As you may have heard, U-3 unemployment took a steep drop in September, from 8.1 percent to 7.8 percent. This is the first time unemployment has dipped below 8 percent since February 2009, the first full month of Barack Obama's presidency, and matches the 7.8 percent rate that held when Obama was sworn in.
Bloomberg's Alex Kowalski reports that the increase in employment will provide tons of neat stuff in terms of a Keynesian boost in aggregate demand. (Kowalski also uses the familiar adverb "unexpectedly" to describe the job numbers, but for the first time in recent memory to describe a strengthening job market.)
The economy added 114,000 workers last month after a revised 142,000 gain in August that was more than initially estimated, Labor Department figures showed today in Washington. The median estimate of 92 economists surveyed by Bloomberg called for an advance of 115,000. The jobless rate dropped from 8.1 percent and hourly earnings climbed more than forecast. Improving employment prospects that lead to stronger wage growth provide workers with the wherewithal to boost their spending, helping cushion the economy from a global slowdown.
The job numbers can be considered positive only in the context of a miserable half-decade of economic growth, and they are obviously convenient for President Obama, who suffered a humiliating defeat in his debate with Republican challenger Mitt Romney Wednesday. Does that mean the numbers are cooked?
Former General Electric CEO Jack Welch seems to think so. "Unbelievable jobs numbers.." Welch tweets. "these Chicago guys will do anything..can't debate so change numbers."
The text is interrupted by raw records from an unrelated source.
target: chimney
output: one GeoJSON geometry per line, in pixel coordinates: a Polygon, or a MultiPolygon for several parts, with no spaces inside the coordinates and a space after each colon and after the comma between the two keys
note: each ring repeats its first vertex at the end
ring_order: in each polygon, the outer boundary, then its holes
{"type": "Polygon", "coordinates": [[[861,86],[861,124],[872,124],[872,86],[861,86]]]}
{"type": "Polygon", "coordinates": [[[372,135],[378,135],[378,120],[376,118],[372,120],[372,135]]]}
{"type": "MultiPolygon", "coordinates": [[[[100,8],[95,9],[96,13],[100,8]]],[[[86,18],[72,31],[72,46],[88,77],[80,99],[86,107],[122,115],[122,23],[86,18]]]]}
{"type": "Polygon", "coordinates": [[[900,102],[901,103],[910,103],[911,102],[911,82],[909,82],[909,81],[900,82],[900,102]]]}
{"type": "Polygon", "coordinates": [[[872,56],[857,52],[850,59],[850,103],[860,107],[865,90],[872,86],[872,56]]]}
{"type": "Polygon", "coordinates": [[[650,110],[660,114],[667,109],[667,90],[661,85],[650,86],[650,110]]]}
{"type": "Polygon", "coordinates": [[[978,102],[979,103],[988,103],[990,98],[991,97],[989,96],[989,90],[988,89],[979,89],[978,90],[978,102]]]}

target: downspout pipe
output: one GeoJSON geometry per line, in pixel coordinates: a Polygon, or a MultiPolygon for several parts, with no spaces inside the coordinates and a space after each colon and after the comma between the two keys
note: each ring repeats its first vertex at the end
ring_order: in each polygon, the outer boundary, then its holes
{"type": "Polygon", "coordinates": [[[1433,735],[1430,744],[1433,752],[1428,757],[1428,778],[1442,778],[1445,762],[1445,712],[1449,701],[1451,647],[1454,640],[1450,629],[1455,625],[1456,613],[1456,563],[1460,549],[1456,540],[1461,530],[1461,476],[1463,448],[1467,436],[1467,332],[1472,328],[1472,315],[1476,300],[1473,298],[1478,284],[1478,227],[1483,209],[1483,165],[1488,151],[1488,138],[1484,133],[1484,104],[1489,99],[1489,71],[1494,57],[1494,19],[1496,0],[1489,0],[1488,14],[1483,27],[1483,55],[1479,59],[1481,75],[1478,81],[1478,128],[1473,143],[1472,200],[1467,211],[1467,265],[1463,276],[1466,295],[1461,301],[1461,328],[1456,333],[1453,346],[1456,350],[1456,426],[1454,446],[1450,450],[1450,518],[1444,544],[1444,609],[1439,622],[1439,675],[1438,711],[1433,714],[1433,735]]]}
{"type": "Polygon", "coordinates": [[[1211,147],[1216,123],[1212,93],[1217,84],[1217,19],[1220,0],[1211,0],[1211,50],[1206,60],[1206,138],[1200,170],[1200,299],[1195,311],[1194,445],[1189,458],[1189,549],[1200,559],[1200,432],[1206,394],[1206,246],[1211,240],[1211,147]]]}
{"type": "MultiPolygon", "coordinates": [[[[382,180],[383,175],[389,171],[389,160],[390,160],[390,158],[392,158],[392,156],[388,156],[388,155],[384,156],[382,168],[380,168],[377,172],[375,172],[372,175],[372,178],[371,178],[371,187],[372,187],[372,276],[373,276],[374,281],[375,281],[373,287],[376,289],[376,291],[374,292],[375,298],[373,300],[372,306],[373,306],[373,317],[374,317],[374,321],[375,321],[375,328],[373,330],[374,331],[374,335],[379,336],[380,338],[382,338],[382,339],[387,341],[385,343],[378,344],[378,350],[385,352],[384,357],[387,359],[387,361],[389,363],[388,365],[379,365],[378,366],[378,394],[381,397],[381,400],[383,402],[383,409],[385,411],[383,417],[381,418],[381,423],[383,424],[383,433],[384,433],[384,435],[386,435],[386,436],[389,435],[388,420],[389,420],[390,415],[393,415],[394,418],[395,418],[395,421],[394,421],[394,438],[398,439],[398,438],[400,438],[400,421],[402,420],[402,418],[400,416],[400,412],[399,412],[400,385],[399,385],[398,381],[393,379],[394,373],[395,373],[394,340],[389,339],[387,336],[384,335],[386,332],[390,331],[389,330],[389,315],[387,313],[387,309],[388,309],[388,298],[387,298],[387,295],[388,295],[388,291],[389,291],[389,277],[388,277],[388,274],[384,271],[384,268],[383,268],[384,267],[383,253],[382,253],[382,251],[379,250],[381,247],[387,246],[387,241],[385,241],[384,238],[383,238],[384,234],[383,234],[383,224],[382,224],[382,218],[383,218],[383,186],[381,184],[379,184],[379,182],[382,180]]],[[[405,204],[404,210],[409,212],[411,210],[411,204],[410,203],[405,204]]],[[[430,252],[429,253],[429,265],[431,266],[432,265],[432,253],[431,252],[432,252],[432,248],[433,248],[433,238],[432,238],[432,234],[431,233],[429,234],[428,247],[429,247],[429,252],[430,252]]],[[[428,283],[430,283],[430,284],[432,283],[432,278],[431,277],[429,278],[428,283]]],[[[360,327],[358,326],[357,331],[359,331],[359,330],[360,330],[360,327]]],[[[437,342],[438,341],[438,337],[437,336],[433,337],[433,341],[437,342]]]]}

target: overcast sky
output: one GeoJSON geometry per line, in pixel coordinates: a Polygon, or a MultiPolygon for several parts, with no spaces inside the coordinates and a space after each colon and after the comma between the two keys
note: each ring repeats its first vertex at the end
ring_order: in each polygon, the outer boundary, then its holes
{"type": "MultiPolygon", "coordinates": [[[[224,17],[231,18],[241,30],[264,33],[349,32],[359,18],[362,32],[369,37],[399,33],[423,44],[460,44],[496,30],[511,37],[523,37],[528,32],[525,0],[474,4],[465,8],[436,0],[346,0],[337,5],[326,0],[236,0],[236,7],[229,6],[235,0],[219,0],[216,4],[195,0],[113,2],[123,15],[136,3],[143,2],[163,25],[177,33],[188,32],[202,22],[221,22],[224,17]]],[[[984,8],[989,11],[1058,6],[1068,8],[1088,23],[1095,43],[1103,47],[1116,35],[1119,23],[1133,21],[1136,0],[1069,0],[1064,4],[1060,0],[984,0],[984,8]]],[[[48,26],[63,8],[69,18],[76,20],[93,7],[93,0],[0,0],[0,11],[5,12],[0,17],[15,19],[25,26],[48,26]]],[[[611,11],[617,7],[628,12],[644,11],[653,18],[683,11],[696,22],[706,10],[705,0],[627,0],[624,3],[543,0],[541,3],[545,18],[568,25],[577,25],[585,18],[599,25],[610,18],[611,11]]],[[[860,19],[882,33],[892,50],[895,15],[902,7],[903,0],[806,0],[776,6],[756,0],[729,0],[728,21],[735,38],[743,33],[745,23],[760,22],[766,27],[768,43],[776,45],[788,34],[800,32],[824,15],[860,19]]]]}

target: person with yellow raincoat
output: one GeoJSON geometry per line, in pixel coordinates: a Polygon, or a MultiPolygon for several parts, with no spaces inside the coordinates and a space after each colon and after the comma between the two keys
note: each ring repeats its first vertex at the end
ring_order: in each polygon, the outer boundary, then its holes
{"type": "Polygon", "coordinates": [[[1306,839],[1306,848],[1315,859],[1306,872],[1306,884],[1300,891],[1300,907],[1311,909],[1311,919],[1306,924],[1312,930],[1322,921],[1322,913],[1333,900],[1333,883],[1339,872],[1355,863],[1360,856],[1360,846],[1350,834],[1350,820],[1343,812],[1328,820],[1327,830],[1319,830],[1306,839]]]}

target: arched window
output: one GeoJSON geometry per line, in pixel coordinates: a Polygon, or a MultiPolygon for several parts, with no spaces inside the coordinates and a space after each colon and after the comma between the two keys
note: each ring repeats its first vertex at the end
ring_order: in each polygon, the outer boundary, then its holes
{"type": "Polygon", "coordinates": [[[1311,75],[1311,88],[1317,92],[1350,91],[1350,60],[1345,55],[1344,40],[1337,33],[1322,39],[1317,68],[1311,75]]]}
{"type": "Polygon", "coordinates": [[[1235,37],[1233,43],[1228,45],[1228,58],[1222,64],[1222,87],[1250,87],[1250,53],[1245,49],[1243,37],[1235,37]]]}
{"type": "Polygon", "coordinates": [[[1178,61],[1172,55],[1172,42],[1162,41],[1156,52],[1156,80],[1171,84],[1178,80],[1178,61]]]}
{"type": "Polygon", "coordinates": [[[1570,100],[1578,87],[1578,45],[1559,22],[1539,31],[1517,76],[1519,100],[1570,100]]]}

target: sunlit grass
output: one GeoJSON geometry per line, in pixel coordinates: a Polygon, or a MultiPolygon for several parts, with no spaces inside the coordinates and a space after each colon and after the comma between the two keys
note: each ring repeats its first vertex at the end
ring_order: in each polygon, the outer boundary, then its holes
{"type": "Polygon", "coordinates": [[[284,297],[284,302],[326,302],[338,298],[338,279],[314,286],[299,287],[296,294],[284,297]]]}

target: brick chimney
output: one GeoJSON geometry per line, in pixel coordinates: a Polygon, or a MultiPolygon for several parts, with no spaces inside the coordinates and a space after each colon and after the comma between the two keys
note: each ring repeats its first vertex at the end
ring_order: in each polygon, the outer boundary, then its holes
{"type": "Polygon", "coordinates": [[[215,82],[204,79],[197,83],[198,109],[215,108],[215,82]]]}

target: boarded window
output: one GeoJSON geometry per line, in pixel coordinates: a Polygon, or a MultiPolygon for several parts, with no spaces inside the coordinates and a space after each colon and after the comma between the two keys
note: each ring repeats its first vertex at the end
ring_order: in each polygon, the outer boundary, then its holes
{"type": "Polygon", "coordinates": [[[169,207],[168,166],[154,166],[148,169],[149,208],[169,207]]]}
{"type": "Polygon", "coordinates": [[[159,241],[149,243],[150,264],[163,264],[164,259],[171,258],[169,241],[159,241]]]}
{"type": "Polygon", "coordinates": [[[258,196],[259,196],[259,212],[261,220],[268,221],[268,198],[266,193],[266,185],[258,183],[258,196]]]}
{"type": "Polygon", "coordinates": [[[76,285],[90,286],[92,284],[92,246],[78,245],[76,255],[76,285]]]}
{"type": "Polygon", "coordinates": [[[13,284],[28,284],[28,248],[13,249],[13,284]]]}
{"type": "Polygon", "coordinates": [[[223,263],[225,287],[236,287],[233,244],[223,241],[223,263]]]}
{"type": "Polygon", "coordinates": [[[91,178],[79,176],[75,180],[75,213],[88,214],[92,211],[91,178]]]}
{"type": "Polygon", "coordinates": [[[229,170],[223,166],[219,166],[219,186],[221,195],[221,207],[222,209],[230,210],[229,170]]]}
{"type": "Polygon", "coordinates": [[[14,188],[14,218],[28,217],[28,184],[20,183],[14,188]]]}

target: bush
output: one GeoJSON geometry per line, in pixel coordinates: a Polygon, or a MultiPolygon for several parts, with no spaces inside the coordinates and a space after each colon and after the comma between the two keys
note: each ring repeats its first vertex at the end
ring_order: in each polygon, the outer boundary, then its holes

This doesn't make a whole lot of sense: If the Obama administration was gaming the numbers, why didn't they do it before? And the BLS, while it is a division of the government and thus subject to political pressure, is staffed generally by career apparatchiks whose work, as I noted in a print column a while back, is extremely thorough and, by government standards, pretty transparent. Granted the Obama team's recent hanky panky with the Lockheed layoffs does not inspire much confidence in their ability to refrain from squeezing economic data, but if there's been an effort to cook the numbers we should see more smoke.
Here's a good rebuttal to Welch's claim from Lawrence Mishel of the Economic Policy Institute, who points out that the most damning case against the Bureau of Labor Statistics' claim — that the economy only added 114,000 jobs in September, seemingly not enough to account for such a precipitous drop — doesn't mean much. Single-month discrepancies of this type are not uncommon. (Related: These monthly numbers are subject to frequent revision, so the steep drop may look less impressive over time.) Labor force participation is also up, so this is not another case of large numbers of workers just leaving the work force. And unemployment claims have been rising lately. So if we leave out the conspiracy, we still have a puzzlement: Where are all these newly employed workers working?
The answer can probably be found in a combination of the unadjusted nature of the monthly data, and the fact that, this drop aside, the jobs picture is still an ugly piece of modern art. At the American Enterprise Institute, James Pethokoukis says you don't need to smell any rats to know that the labor economy still stinks:
Only in an era of depressingly diminished expectations could the September jobs report be called a good one. It really isn't. Not at all… Yes, the U-3 unemployment rate fell to 7.8%, the first time it has been below 8% since January 2009. But that's only due to a flood of 582,000 part-time jobs… Over the past 12 months, average hourly earnings have risen by just 1.8 percent. When you take inflation into account, wages are flat to down…. The broader U-6 rate — which takes into account part-time workers who want full-time work and lots of discouraged workers who've given up looking — stayed unchanged at 14.7%. That's a better gauge of the true unemployment rate and state of the American labor market. The shrunken workforce remains shrunken. If the labor force participation rate was the same as when President Obama took office, the unemployment rate would be 10.7%. If the participation rate had just stayed steady since the start of the year, the unemployment rate would be 8.4% vs. 8.3%… The 114,000 jobs created would have been a good number … but for 1962, not 2012. The U.S. economy needs 2-3 times that number every month to close the jobs gap (which is the number of jobs that the U.S. economy needs to create in order to return to pre-recession employment levels while also absorbing the people who enter the labor force each month.)… We are still on pace to create fewer jobs this year than last year.
In any event, it would be several summers of recovery too late for Obama to take credit for what is still a high unemployment rate. The Keynesian economic rescue packages, which started before Obama took office, have been in place for many years to no (or actually negative) discernible effect. The members of Obama's economic brain trust are almost totally gone, replaced by humbler figures promising much less. To say Obama can take credit for the improvement in unemployment is like saying the plot to kill Hitler worked because eventually he died.